This pull request introduces a guard in the attestation service to prevent duplicate credential issuance during retries of partially failed requests, along with a corresponding integration test. Feedback indicates that the guard is currently ineffective because the CredentialID is only persisted in the final step of the process; a failure in earlier steps would leave the database in a state that bypasses this check. To resolve this, the reviewer suggests wrapping the database operations in a transaction to ensure atomicity. Furthermore, the integration test is noted to simulate a state that does not occur during actual application failure modes.

Comment thread internal/service/attestation.go Outdated
Comment thread tests/integration/attestation_oidc_test.go
rsharath added 6 commits May 5, 2026 13:54
…oses #98)

VerifyAttestation does three independent writes:

  1. credentialSvc.IssueCredential — inserts issued_credentials row.
  2. identitySvc.UpdateIdentity   — flips identities.trust_level.
  3. repo.Update                  — sets attestation_records.is_verified
                                    and links credential_id.

Before this change each ran in its own auto-commit transaction.

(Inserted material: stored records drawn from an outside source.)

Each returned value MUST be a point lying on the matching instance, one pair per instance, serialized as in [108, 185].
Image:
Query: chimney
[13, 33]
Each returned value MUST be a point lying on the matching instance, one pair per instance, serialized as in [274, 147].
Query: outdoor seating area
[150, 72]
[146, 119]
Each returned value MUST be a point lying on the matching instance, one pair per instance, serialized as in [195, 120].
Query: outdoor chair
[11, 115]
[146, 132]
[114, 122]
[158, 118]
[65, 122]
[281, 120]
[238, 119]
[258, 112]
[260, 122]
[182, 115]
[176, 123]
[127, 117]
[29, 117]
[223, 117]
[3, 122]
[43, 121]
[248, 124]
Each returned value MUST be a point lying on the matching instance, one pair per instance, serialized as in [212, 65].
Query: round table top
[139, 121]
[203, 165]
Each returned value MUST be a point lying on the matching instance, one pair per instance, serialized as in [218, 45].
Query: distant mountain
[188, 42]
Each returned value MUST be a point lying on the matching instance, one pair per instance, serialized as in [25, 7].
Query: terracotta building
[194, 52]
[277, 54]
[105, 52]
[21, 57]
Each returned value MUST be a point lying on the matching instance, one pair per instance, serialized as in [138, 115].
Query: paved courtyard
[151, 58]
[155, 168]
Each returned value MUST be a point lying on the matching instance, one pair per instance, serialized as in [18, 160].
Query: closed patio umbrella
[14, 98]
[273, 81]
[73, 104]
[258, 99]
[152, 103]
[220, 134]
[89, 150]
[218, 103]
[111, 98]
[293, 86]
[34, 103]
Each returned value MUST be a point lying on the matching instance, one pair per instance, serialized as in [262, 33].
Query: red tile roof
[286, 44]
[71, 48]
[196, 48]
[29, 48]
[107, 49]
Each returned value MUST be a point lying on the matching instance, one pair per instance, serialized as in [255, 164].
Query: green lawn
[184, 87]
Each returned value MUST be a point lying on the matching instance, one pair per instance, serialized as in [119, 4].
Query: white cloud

A failure
between steps left partial state — most painfully, Step 1 succeeding then
Step 2 or Step 3 failing meant a retry would mint a second credential
from the same proof, since the IsVerified guard hadn't been set yet.

## Approach

Context-based tx propagation rather than threading bun.IDB through every
service signature. New helper `internal/store/postgres/tx.go`:

  - `WithTx(ctx, tx)` attaches an in-flight tx to ctx.
  - `dbOrTx(ctx, fallback)` (unexported) returns the tx if ctx has one,
    falls back to the repo's *bun.DB handle.

Three repo methods now route through dbOrTx:

  - postgres.CredentialRepository.Create
  - postgres.IdentityRepository.Update
  - postgres.AttestationRepository.Update

Repos that don't see WithTx behave exactly as before (auto-commit per
statement), so this is a strict superset of the prior behavior — every
existing caller is untouched, no signatures change.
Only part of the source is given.